June 28, 2016 - Healthcare, IT Security

How to Exchange HIPAA Compliant Email
Mark Jennings

Posted by Mark Jennings

AdobeStock_91337212-643875-edited.jpegIn this age of free and convenient exchange of information it is easy to become complacent and simply hit the “send” button and move on with your day. However, it is important that you are extremely aware of the information included in your message and make sure that it is properly secured from prying eyes. Because learning how to exchange HIPAA compliant email could protect you from violations and fines. 

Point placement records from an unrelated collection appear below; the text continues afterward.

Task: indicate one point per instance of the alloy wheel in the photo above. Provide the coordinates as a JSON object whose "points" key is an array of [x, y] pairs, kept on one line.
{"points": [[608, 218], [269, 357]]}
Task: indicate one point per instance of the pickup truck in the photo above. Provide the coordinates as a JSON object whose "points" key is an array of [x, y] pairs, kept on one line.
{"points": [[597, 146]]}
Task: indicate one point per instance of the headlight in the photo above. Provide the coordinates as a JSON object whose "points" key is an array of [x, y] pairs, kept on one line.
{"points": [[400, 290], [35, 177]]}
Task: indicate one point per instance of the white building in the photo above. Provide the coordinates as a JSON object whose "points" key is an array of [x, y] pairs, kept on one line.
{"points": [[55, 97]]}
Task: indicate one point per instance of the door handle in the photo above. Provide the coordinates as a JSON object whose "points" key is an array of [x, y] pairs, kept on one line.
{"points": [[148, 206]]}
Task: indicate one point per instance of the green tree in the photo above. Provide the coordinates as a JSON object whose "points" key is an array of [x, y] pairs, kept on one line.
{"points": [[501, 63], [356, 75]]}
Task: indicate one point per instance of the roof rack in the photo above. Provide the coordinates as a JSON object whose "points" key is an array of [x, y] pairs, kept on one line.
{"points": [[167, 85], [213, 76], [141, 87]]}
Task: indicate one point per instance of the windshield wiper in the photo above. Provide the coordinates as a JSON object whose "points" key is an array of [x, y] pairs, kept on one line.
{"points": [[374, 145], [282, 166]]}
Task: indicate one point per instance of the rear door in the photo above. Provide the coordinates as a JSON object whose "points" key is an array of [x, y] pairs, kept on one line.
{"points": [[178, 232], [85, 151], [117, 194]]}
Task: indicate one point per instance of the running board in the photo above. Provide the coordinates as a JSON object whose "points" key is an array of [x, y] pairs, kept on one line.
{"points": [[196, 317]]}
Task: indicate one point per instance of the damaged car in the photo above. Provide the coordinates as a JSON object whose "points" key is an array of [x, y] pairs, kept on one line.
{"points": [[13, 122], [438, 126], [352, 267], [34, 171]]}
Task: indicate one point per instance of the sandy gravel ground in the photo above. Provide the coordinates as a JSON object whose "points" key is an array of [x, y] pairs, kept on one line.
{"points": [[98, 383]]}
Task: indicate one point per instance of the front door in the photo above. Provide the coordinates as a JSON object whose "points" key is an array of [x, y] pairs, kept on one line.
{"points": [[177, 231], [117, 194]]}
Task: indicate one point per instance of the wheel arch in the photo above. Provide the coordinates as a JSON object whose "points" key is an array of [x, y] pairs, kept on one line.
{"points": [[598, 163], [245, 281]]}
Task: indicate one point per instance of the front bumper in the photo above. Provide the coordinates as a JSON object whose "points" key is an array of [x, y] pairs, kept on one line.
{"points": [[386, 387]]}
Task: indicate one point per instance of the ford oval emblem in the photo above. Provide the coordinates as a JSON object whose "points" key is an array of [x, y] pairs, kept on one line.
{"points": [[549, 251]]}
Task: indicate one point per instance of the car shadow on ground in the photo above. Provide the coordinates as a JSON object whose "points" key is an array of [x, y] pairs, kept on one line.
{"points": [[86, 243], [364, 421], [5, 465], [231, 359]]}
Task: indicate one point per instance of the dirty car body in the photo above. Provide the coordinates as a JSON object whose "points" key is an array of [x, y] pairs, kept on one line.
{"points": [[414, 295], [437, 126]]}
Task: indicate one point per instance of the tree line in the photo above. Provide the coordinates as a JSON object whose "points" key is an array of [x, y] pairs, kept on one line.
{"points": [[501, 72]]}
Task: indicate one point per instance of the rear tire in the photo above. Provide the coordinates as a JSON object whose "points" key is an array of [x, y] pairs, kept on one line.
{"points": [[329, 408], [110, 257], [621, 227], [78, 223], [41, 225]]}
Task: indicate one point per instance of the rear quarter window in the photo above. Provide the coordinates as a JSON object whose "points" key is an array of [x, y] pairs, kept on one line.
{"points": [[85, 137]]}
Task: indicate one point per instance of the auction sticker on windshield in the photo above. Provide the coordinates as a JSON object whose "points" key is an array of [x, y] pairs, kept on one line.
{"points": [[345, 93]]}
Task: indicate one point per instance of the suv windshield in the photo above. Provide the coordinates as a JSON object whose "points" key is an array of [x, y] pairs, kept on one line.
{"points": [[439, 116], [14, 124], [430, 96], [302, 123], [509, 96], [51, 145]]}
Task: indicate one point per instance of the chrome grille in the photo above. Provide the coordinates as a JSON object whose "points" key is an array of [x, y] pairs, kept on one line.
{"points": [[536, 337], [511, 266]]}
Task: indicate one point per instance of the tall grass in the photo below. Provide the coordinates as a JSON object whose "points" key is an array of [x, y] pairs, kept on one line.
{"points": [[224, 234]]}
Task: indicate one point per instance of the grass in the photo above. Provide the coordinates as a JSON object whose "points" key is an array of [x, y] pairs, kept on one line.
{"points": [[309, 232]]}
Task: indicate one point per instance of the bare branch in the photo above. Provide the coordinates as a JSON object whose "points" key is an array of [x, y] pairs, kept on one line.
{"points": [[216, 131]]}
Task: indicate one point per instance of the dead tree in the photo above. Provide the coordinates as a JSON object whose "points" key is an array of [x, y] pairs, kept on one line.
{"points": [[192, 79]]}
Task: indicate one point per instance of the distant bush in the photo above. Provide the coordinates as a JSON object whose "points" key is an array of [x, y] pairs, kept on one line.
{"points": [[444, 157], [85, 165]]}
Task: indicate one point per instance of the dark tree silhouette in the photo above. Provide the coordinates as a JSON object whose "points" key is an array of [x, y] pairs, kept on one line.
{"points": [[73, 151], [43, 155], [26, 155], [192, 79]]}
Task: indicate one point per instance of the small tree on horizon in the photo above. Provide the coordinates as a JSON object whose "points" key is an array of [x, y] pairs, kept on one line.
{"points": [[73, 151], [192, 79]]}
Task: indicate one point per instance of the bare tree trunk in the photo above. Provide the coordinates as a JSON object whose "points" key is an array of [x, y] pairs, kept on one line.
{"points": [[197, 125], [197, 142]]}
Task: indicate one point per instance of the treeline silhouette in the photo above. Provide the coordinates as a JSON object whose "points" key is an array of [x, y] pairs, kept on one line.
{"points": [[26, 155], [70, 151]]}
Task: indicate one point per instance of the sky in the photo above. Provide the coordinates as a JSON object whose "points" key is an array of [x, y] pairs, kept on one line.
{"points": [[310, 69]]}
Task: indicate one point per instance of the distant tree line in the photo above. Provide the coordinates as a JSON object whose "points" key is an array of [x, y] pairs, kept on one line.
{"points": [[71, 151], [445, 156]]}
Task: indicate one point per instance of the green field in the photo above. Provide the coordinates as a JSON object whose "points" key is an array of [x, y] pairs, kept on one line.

This is especially important when the message includes Patient Health Information (PHI). PHI includes any information that could potentially link the identity of an individual with the specific health information contained within the message. HIPAA requires that email containing PHI be encrypted in transit between parties. This ensures that any third party that might intercept the message is not able to decipher the message without the proper credentials. Violations of this rule can result in fines as high as $250,000 per violation

However, email encryption is considered inconvenient and cumbersome by many medical practices and patients alike. And many healthcare workers (and others handling PHI) fall into the complacency trap. In December of 2014 Sony Pictures (yes, it’s not only medical practices that are governed by HIPAA) admitted that 30,000 HR emails containing PHI had been compromised as part of the overall system hack. This included juicy tidbits regarding some celebrities. In May of 2010 an email from US Health containing over 1000 patient names and addresses was sent inadvertently to an unauthorized party. No fines were levied but the costs could have been significant.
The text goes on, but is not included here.